On Monday, IDPH reported another 123 Iowans have tested positive for COVID-19, including seven residents of Johnson County and 15 residents of Linn County.

• Allamakee County, 2 adults (18-40 years)

• Benton County, 1 middle age adult (41-60 years), 2 older adult (61-80 years)

• Black Hawk County, 9 adults (18-40 years), 3 middle-age adults (41-60 years), 3 older adults (61-80 years)

• Bremer County, 1 older adult (61-80 years)

• Buchanan County, 1 middle age adult (41-60 years)

• Cass County, 1 middle age adult (41-60 years)

• Cedar County, 1 adult (18-40 years)

• Clinton County, 2 adults (18-40 years), 1 middle-age adult (41-60 years), 1 older adult (61-80 years)

• Des Moines County, 1 older adult (61-80 years)

• Fayette County, 1 older adult (61-80 years)

• Hardin County, 1 older adult (61-80 years)

• Henry County, 1 older adult (61-80 years)

• Jasper County, 1 middle-age adult (41-60 years)
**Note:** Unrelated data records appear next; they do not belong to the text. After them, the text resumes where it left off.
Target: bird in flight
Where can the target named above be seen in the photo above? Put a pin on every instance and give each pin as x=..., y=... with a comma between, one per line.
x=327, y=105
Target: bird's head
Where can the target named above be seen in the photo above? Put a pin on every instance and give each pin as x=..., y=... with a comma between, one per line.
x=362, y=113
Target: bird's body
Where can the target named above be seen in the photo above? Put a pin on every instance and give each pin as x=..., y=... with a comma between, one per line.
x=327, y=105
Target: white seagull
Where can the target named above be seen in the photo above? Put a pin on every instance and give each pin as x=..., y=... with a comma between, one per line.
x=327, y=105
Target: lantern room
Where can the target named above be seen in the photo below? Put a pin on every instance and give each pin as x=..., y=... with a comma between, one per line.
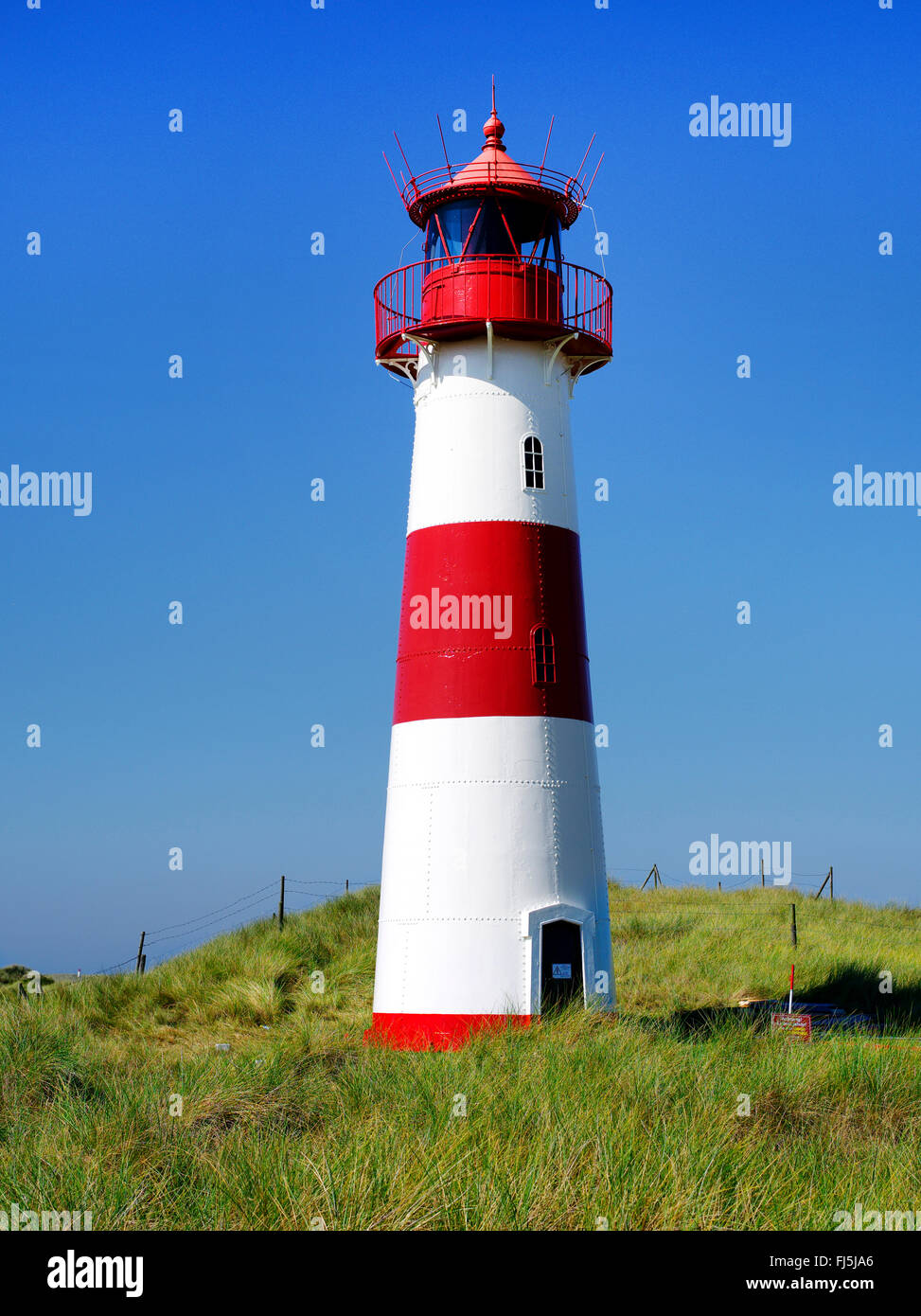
x=492, y=263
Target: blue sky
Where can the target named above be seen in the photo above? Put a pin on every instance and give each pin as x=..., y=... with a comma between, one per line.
x=157, y=242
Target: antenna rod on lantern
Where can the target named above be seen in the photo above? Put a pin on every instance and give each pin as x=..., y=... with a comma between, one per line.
x=407, y=162
x=583, y=158
x=546, y=146
x=445, y=149
x=392, y=175
x=593, y=176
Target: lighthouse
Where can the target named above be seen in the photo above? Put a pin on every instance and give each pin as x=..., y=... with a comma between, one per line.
x=493, y=901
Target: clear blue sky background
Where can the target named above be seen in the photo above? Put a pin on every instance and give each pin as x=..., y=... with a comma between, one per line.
x=154, y=242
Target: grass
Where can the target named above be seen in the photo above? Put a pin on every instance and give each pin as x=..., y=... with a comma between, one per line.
x=580, y=1123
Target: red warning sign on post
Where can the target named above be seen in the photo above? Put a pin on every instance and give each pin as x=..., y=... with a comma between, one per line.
x=796, y=1026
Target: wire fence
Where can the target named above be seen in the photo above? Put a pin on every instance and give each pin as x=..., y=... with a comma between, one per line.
x=265, y=899
x=262, y=898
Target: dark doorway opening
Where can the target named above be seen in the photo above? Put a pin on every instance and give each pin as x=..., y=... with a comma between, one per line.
x=560, y=965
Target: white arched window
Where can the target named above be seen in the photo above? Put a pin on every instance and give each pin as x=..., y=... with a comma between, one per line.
x=532, y=462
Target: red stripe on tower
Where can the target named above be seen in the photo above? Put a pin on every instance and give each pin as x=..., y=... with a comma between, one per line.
x=492, y=624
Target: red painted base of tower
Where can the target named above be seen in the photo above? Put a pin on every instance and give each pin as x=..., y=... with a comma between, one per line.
x=435, y=1032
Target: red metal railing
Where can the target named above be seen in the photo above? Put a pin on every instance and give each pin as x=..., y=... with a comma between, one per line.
x=439, y=297
x=495, y=174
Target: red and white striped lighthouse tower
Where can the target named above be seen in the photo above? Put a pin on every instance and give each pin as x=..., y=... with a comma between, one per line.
x=493, y=900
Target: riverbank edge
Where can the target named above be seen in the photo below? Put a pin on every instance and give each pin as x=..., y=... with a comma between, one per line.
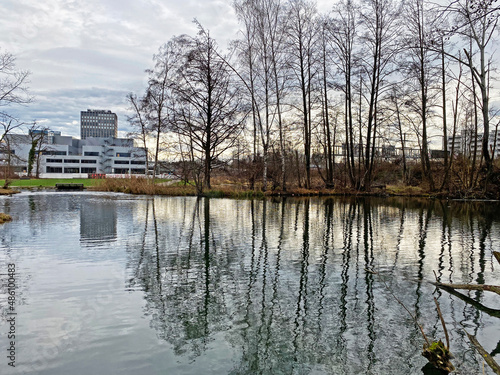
x=238, y=193
x=241, y=192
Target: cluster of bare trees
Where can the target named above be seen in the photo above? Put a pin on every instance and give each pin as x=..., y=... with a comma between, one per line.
x=13, y=91
x=302, y=90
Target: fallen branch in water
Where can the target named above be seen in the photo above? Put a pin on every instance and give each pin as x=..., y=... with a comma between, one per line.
x=497, y=255
x=437, y=353
x=483, y=287
x=488, y=358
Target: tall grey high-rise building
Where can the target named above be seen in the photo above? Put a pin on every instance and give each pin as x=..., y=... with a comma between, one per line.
x=98, y=123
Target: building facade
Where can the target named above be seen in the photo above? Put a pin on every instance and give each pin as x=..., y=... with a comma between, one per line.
x=98, y=123
x=467, y=144
x=68, y=157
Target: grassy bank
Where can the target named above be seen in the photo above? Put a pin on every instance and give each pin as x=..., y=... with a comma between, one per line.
x=236, y=189
x=50, y=182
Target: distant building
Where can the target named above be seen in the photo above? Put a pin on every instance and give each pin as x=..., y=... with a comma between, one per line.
x=98, y=123
x=466, y=144
x=68, y=157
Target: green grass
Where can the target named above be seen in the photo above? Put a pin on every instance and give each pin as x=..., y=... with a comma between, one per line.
x=51, y=182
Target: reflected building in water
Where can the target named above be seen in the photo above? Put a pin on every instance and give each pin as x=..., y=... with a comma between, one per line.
x=98, y=222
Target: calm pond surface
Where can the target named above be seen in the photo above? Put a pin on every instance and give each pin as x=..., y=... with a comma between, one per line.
x=120, y=284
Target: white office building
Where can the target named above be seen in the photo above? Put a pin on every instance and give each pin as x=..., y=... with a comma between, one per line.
x=98, y=123
x=67, y=157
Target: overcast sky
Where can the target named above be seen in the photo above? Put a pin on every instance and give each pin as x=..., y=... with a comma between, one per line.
x=90, y=54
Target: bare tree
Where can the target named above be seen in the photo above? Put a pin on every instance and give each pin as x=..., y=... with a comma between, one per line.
x=476, y=21
x=302, y=38
x=209, y=108
x=138, y=120
x=13, y=91
x=421, y=66
x=380, y=37
x=157, y=102
x=343, y=35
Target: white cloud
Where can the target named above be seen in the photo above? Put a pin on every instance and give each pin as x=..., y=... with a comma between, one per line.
x=91, y=54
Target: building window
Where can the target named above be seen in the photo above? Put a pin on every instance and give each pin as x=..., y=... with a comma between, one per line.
x=54, y=152
x=54, y=169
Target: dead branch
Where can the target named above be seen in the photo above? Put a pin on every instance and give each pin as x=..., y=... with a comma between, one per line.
x=486, y=356
x=497, y=255
x=484, y=287
x=442, y=323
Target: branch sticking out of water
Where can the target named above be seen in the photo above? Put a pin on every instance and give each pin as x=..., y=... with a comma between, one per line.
x=484, y=287
x=497, y=255
x=488, y=358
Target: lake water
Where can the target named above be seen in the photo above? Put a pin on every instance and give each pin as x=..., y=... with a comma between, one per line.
x=121, y=284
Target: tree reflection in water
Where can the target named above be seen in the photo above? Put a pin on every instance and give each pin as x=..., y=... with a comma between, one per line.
x=290, y=284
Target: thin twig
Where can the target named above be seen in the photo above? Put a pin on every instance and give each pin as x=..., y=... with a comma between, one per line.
x=442, y=323
x=486, y=356
x=408, y=311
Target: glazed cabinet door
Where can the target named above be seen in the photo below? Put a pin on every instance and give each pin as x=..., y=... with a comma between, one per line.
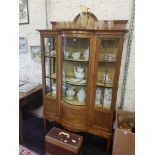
x=76, y=61
x=108, y=50
x=49, y=60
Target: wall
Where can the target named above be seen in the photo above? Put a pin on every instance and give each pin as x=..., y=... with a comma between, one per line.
x=30, y=70
x=60, y=10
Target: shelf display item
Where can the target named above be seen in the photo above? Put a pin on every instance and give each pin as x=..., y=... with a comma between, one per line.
x=66, y=54
x=70, y=93
x=80, y=75
x=76, y=55
x=86, y=54
x=79, y=72
x=81, y=95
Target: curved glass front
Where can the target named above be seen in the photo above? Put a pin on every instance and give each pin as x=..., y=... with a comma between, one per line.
x=50, y=66
x=107, y=58
x=75, y=62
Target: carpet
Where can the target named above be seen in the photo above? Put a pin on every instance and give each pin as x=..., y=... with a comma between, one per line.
x=25, y=151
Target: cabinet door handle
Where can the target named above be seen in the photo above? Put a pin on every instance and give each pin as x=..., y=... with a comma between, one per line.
x=63, y=133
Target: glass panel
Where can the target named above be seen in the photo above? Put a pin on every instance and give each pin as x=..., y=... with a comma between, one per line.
x=50, y=66
x=105, y=72
x=75, y=55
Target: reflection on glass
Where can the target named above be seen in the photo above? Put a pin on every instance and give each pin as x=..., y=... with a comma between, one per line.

• Johnson County, 3 adults (18-40 years), 3 middle-age adults (41-60 years), 1 older adult (61-80 years)

• Jones County, 2 middle-age adults (41-60 years)

• Lee County, 1 older adult (61-80 years)
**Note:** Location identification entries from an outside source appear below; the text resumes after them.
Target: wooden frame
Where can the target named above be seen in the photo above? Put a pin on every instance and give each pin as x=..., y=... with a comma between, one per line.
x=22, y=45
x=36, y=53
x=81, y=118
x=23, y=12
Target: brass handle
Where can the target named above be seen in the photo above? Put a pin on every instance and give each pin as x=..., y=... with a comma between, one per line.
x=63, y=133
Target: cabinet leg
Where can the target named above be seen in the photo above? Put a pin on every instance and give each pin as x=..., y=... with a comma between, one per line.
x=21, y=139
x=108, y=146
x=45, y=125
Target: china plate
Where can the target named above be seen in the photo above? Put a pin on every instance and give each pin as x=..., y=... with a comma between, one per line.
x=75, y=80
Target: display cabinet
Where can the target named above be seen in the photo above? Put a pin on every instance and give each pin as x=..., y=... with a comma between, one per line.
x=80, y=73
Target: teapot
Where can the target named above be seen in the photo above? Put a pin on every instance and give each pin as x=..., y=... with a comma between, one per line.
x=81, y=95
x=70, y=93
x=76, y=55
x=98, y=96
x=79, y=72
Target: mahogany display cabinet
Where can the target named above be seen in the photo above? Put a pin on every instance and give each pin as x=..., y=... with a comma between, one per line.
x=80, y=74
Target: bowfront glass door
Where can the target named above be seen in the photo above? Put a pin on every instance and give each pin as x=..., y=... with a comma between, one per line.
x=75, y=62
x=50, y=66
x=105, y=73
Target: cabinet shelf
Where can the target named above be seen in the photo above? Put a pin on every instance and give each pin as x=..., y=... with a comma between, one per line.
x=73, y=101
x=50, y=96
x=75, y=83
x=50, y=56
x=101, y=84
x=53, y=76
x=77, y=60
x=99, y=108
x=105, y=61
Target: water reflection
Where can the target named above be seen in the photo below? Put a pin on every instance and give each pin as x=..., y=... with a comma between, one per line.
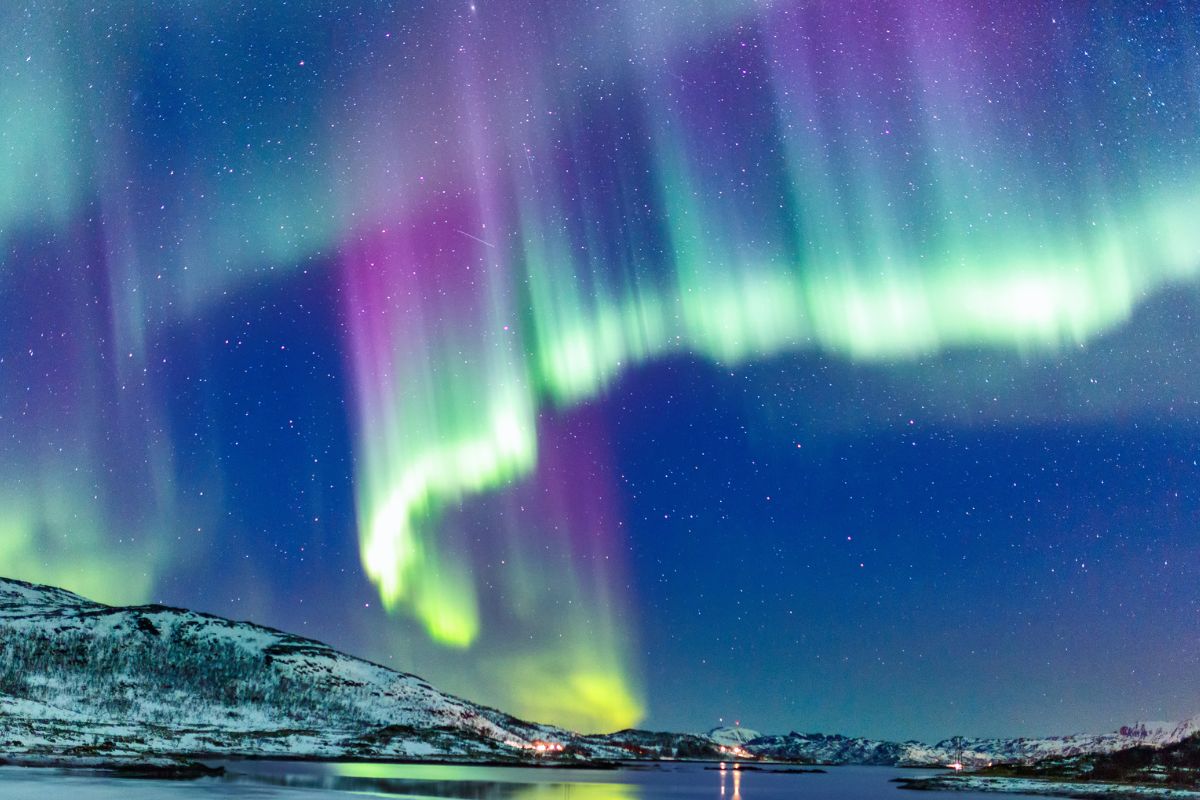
x=663, y=781
x=436, y=781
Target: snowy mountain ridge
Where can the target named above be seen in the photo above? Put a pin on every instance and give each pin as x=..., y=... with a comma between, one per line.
x=972, y=751
x=79, y=679
x=82, y=678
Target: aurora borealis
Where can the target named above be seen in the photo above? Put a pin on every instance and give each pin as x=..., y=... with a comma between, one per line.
x=619, y=362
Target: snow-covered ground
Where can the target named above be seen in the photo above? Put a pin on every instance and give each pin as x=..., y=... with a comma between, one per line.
x=1060, y=789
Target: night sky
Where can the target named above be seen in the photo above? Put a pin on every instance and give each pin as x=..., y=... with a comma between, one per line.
x=821, y=366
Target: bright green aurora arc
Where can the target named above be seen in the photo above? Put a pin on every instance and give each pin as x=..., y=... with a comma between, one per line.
x=516, y=208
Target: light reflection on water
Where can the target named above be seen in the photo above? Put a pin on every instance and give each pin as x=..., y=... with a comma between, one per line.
x=315, y=781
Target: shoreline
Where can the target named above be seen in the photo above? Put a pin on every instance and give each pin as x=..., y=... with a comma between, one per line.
x=1047, y=787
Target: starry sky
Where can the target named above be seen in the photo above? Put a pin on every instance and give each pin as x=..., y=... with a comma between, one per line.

• Linn County, 5 adults (18-40 years), 5 middle-age adults (41-60 years), 3 older adults (61-80 years), 2 elderly adults (81+)

• Louisa County, 1 adult (18-40 years), 1 middle-age adult (41-60 years), 1 older adult (61-80 years)

• Lyon County, 1 adult (18-40 years)

• Mahaska County, 1 middle-age adult (41-60 years)

• Marshall County, 1 adult (18-40 years), 4 middle-age adults (41-60 years), 1 older adult (61-80 years)

• Mills County, 1 middle-age adult (41-60 years)

• Muscatine County, 2 adults (18-40 years), 3 middle-age adults (41-60 years), 1 older adult (61-80 years)

• Polk County, 5 adults (18-40 years), 5 middle-age adults (41-60 years), 4 older adults (61-80 years), 1 elderly adult (81+)

• Scott County, 1 adult (18-40 years), 2 older adults (61-80 years)

• Story County, 1 adult (18-40 years)

• Tama County, 4 adults (18-40 years), 6 middle-age adults (41-60 years), 1 older adult (61-80 years), 4 elderly adults (81+)

• Van Buren County, 2 middle-age adults (41-60 years)

• Wapello County, 2 middle-age adults (41-60 years)

• Washington County, 1 adult (18-40 years), 5 middle-age adults (41-60 years), 2 older adults (61-80 years)

• Woodbury County, 1 middle-age adult (41-60 years)

IDPH also reported two deaths on Monday. One of the deceased was a resident of Linn County, who was over the age of 80; the other lived in Muscatine County and was between the ages of 61 and 80. The two deaths brings the reported total of COVID-19 fatalities in Iowa to 43.

At her press conference, Gov. Reynolds said she would be unveiling a new state website tomorrow that will provide more data about COVID-19 in Iowa, including new information. She did not explain what the new information would be.